Palacio is a crisis management expert who garnered national acclaim coordinating health services for 27,000 people from the New Orleans area who sought shelter in Houston during Hurricane Katrina in 2005. Her work during Katrina earned Palacio the Excellence in Health Administration Award by the American Public Health Association in 2007.

With 25 years of experience in a range of health and social services professions, the Bronx-born Palacio will be tasked with addressing homelessness across the five boroughs, developing a citywide network for mental health support, coordinating the city’s public health care system, improving access to social services for all New Yorkers, and ensuring agencies that oversee the city’s most vulnerable populations, such as children and victims of domestic violence, are run compassionately and efficiently.

“Herminia is a born and bred New Yorker and a tried-and-true leader,” de Blasio said. “And when her hometown of New York City called on her to bring New Yorkers off the streets and into permanent housing, secure a bright future for our kids in foster care, and help us weave together fragmented mental health care providers into a comprehensive network, Herminia was ready to answer the call.”

In addition to running the mega-shelter operation in the Astrodome for over 27,000 Katrina evacuees, de Blasio said she also stood on the “front lines” of the HIV/AIDS crisis in San Francisco from 1998 to 2001. Her innovative approach to public health programming as a senior policy adviser for the San Francisco Department of Public Health was lauded across the country and archived in a national museum of science.

“New York City has my heart.
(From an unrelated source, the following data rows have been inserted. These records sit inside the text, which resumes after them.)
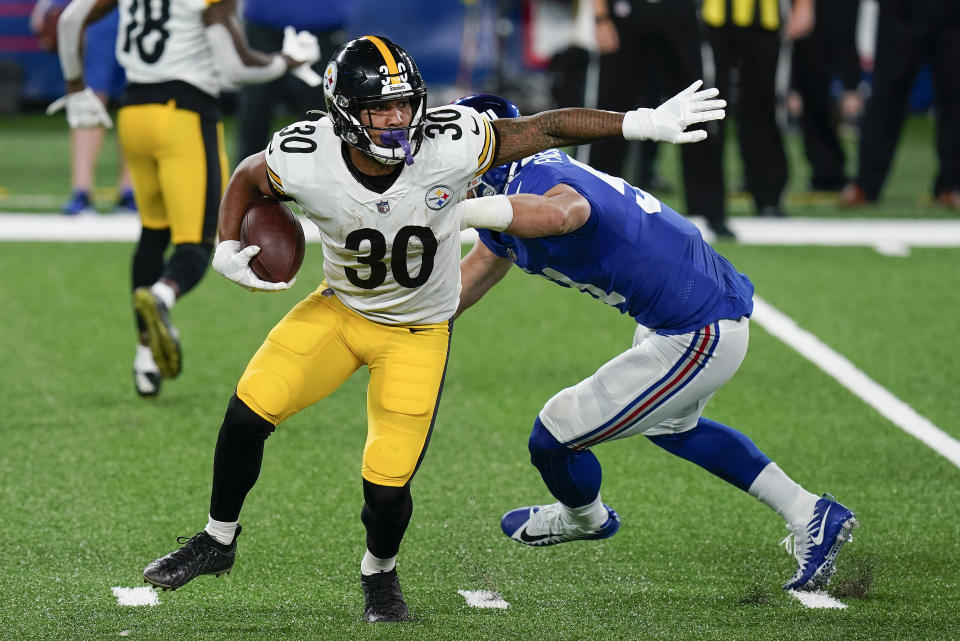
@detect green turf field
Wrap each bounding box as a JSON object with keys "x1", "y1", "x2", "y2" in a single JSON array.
[{"x1": 1, "y1": 112, "x2": 959, "y2": 640}]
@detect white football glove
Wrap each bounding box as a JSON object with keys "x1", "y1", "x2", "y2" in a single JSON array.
[
  {"x1": 46, "y1": 87, "x2": 113, "y2": 128},
  {"x1": 212, "y1": 240, "x2": 294, "y2": 292},
  {"x1": 282, "y1": 26, "x2": 320, "y2": 67},
  {"x1": 622, "y1": 80, "x2": 726, "y2": 144}
]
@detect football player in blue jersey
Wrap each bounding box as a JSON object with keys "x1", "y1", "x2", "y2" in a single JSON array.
[{"x1": 452, "y1": 94, "x2": 859, "y2": 593}]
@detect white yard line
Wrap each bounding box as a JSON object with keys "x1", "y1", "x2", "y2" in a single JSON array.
[
  {"x1": 111, "y1": 586, "x2": 159, "y2": 606},
  {"x1": 457, "y1": 589, "x2": 510, "y2": 609},
  {"x1": 3, "y1": 215, "x2": 960, "y2": 248},
  {"x1": 787, "y1": 590, "x2": 848, "y2": 609},
  {"x1": 752, "y1": 297, "x2": 960, "y2": 469}
]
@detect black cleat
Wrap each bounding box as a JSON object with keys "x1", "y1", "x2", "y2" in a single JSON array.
[
  {"x1": 133, "y1": 287, "x2": 181, "y2": 379},
  {"x1": 143, "y1": 525, "x2": 240, "y2": 590},
  {"x1": 361, "y1": 568, "x2": 410, "y2": 622}
]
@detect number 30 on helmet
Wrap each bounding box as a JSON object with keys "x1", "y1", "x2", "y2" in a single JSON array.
[{"x1": 323, "y1": 35, "x2": 428, "y2": 165}]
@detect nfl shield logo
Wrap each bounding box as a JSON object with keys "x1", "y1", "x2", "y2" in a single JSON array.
[{"x1": 377, "y1": 201, "x2": 391, "y2": 215}]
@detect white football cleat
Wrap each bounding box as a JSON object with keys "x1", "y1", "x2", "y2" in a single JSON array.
[
  {"x1": 781, "y1": 494, "x2": 858, "y2": 591},
  {"x1": 500, "y1": 502, "x2": 620, "y2": 547}
]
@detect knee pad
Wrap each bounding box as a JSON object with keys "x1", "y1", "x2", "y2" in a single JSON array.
[
  {"x1": 164, "y1": 242, "x2": 213, "y2": 296},
  {"x1": 528, "y1": 418, "x2": 569, "y2": 469}
]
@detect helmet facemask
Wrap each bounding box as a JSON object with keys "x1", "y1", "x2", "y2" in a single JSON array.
[{"x1": 340, "y1": 94, "x2": 426, "y2": 165}]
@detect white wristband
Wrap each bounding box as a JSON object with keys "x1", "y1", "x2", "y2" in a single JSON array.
[
  {"x1": 622, "y1": 108, "x2": 655, "y2": 141},
  {"x1": 458, "y1": 194, "x2": 514, "y2": 231}
]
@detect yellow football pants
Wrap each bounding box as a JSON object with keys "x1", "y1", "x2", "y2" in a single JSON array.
[
  {"x1": 237, "y1": 287, "x2": 452, "y2": 487},
  {"x1": 117, "y1": 101, "x2": 228, "y2": 244}
]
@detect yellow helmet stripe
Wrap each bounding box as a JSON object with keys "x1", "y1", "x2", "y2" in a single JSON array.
[{"x1": 363, "y1": 35, "x2": 400, "y2": 84}]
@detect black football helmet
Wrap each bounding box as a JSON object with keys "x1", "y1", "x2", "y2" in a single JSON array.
[{"x1": 323, "y1": 35, "x2": 427, "y2": 165}]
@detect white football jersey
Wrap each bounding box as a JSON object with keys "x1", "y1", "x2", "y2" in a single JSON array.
[
  {"x1": 265, "y1": 105, "x2": 498, "y2": 325},
  {"x1": 115, "y1": 0, "x2": 223, "y2": 97}
]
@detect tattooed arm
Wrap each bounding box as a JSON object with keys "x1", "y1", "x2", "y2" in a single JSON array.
[
  {"x1": 491, "y1": 109, "x2": 623, "y2": 166},
  {"x1": 490, "y1": 80, "x2": 727, "y2": 166}
]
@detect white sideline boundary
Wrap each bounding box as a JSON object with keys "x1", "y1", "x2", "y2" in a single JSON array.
[
  {"x1": 3, "y1": 214, "x2": 960, "y2": 249},
  {"x1": 752, "y1": 297, "x2": 960, "y2": 469}
]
It is my home,” Palacio said. “The opportunity to serve the people of New York City as a deputy mayor is a tremendous honor, particularly with this administration, which has built on a foundation of equity and social justice that speaks the values that have motivated my work my entire life. It is a responsibility and privilege I cherish, and I want to thank Mayor de Blasio for this incredible opportunity.”
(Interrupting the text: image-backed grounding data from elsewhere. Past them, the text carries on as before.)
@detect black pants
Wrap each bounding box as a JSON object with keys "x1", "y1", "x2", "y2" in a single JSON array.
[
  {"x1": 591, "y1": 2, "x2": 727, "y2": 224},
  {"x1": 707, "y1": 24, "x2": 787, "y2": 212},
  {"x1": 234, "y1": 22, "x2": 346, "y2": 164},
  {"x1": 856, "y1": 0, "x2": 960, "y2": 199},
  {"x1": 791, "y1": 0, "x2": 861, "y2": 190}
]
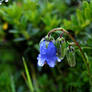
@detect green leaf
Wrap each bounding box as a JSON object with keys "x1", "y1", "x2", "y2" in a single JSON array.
[
  {"x1": 76, "y1": 9, "x2": 84, "y2": 26},
  {"x1": 10, "y1": 76, "x2": 16, "y2": 92},
  {"x1": 82, "y1": 1, "x2": 91, "y2": 20},
  {"x1": 23, "y1": 57, "x2": 34, "y2": 92}
]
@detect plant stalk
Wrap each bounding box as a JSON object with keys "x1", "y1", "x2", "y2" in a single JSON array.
[{"x1": 48, "y1": 28, "x2": 92, "y2": 84}]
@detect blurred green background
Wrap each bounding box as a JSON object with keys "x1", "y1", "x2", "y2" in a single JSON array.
[{"x1": 0, "y1": 0, "x2": 92, "y2": 92}]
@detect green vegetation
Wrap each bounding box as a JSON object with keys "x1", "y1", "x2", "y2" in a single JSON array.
[{"x1": 0, "y1": 0, "x2": 92, "y2": 92}]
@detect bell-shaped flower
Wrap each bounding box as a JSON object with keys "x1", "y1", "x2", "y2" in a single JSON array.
[{"x1": 37, "y1": 40, "x2": 61, "y2": 67}]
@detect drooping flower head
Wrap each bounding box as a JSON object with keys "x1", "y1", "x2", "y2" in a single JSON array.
[
  {"x1": 37, "y1": 28, "x2": 76, "y2": 68},
  {"x1": 37, "y1": 36, "x2": 61, "y2": 67}
]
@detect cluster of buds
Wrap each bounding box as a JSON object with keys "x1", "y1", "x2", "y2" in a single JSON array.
[{"x1": 37, "y1": 33, "x2": 76, "y2": 68}]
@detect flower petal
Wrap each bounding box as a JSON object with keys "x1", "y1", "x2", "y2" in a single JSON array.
[
  {"x1": 37, "y1": 54, "x2": 46, "y2": 66},
  {"x1": 46, "y1": 41, "x2": 57, "y2": 67},
  {"x1": 40, "y1": 40, "x2": 47, "y2": 55},
  {"x1": 47, "y1": 41, "x2": 56, "y2": 57},
  {"x1": 47, "y1": 57, "x2": 57, "y2": 67}
]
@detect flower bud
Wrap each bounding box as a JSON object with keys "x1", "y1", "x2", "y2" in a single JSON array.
[
  {"x1": 45, "y1": 35, "x2": 54, "y2": 41},
  {"x1": 66, "y1": 46, "x2": 76, "y2": 67},
  {"x1": 56, "y1": 37, "x2": 67, "y2": 60}
]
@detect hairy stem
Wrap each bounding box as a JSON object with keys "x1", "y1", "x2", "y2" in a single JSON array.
[{"x1": 48, "y1": 28, "x2": 92, "y2": 81}]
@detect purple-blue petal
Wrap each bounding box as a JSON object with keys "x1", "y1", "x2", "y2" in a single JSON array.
[
  {"x1": 46, "y1": 41, "x2": 56, "y2": 57},
  {"x1": 47, "y1": 57, "x2": 57, "y2": 67},
  {"x1": 40, "y1": 40, "x2": 47, "y2": 55},
  {"x1": 37, "y1": 54, "x2": 46, "y2": 66},
  {"x1": 46, "y1": 41, "x2": 57, "y2": 67},
  {"x1": 37, "y1": 40, "x2": 60, "y2": 67}
]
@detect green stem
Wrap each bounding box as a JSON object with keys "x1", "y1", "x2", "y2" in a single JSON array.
[{"x1": 48, "y1": 28, "x2": 92, "y2": 83}]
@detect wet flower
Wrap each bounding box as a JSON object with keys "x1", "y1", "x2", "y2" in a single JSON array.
[{"x1": 37, "y1": 40, "x2": 61, "y2": 67}]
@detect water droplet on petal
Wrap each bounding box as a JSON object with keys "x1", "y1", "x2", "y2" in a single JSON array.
[{"x1": 57, "y1": 57, "x2": 61, "y2": 62}]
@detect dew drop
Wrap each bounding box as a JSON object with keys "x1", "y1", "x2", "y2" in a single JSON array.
[{"x1": 57, "y1": 57, "x2": 61, "y2": 62}]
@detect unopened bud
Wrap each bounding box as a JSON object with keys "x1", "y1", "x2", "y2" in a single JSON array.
[
  {"x1": 66, "y1": 46, "x2": 76, "y2": 67},
  {"x1": 56, "y1": 37, "x2": 67, "y2": 60}
]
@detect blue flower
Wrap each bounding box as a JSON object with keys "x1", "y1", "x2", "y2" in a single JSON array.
[{"x1": 37, "y1": 40, "x2": 61, "y2": 67}]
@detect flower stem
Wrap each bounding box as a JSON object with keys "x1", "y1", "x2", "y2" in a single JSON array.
[{"x1": 48, "y1": 28, "x2": 92, "y2": 84}]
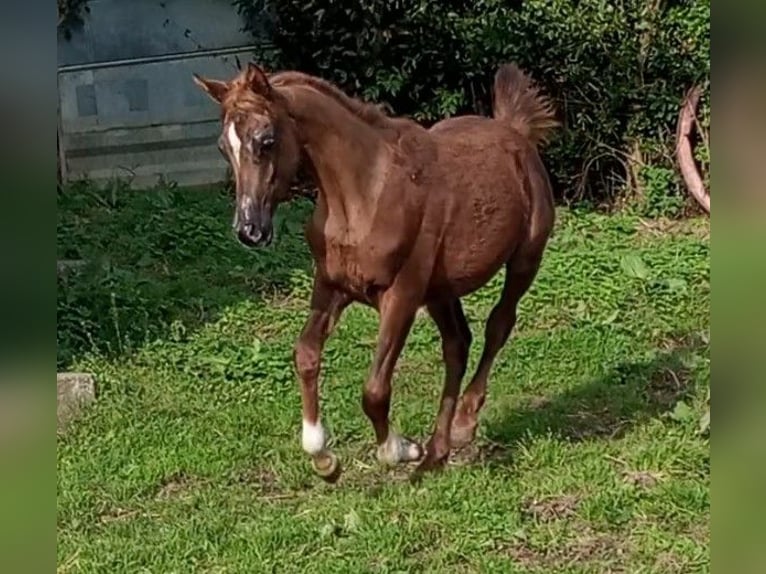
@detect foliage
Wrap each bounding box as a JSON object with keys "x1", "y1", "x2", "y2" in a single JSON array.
[
  {"x1": 235, "y1": 0, "x2": 710, "y2": 210},
  {"x1": 58, "y1": 184, "x2": 709, "y2": 571},
  {"x1": 699, "y1": 386, "x2": 710, "y2": 435},
  {"x1": 58, "y1": 0, "x2": 90, "y2": 37},
  {"x1": 637, "y1": 164, "x2": 686, "y2": 219},
  {"x1": 57, "y1": 179, "x2": 314, "y2": 368}
]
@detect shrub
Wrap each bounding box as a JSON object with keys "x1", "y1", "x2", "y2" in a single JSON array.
[
  {"x1": 235, "y1": 0, "x2": 709, "y2": 211},
  {"x1": 637, "y1": 165, "x2": 686, "y2": 219},
  {"x1": 58, "y1": 0, "x2": 91, "y2": 37}
]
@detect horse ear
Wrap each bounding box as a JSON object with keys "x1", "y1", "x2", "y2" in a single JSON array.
[
  {"x1": 245, "y1": 62, "x2": 271, "y2": 95},
  {"x1": 193, "y1": 74, "x2": 229, "y2": 104}
]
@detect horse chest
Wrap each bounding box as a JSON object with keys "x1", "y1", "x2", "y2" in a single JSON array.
[
  {"x1": 333, "y1": 242, "x2": 388, "y2": 293},
  {"x1": 309, "y1": 234, "x2": 399, "y2": 300}
]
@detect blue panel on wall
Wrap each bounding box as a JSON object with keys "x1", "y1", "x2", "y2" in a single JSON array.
[
  {"x1": 123, "y1": 78, "x2": 149, "y2": 112},
  {"x1": 75, "y1": 84, "x2": 98, "y2": 117}
]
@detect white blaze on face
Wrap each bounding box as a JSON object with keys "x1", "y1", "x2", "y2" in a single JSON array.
[
  {"x1": 226, "y1": 122, "x2": 241, "y2": 168},
  {"x1": 240, "y1": 195, "x2": 252, "y2": 217}
]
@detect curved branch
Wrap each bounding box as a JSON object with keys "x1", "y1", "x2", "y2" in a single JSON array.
[{"x1": 676, "y1": 85, "x2": 710, "y2": 213}]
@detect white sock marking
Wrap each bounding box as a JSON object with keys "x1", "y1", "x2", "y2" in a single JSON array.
[
  {"x1": 226, "y1": 122, "x2": 241, "y2": 168},
  {"x1": 377, "y1": 433, "x2": 422, "y2": 464},
  {"x1": 302, "y1": 420, "x2": 326, "y2": 455}
]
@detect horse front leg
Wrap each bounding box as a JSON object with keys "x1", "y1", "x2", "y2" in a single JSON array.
[
  {"x1": 294, "y1": 278, "x2": 349, "y2": 481},
  {"x1": 362, "y1": 292, "x2": 423, "y2": 466}
]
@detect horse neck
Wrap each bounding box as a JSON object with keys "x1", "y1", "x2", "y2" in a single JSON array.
[{"x1": 278, "y1": 84, "x2": 391, "y2": 216}]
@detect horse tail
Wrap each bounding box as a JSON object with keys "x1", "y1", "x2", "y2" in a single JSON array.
[{"x1": 492, "y1": 63, "x2": 558, "y2": 146}]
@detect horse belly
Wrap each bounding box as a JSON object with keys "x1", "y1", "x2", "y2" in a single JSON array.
[
  {"x1": 437, "y1": 246, "x2": 509, "y2": 297},
  {"x1": 434, "y1": 201, "x2": 526, "y2": 297}
]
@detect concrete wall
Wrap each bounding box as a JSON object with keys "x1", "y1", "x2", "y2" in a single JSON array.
[{"x1": 57, "y1": 0, "x2": 275, "y2": 188}]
Palacio will oversee eight agencies including the Department of Homeless Services, the Department of Health and Mental Hygiene and NYC Health + Hospitals. She begins Jan. 25 and will earn $227,737 per year.

The Palacio appointment may counter Cuomo’s plunge into the city’s homeless crisis, with nearly 58,000 people in shelters each night. Between 3,000 and 4,000 prefer to stay on the streets because of the deplorable conditions detailed in City Comptroller Scott Stinger’s scathing report last month.

“If shelters are not up to code, then we are going to be very diligent in our inspection and management of the existing shelter system,” Cuomo said a day after his executive order. “And I’m going to lay out a program in the State of the State,”a speech he will deliver Jan. 13.

The de Blasio administration characterized Cuomo’s executive order as “redundant,” saying systems were in place for this week’s cold snap.

“Cold weather is finally here, but we are prepared to help anyone without shelter and other assistance,” de Blasio said. The mayor cited his new HOME-STAT effort and the Code Blue program in which the city placed 97 people in shelters and hospitals Monday night into Tuesday morning as temperatures plummeted into the teens.

“I don’t see that the governor’s executive order changes anything that we do that we haven’t already been doing,” NYPD Commissioner Bill Bratton said.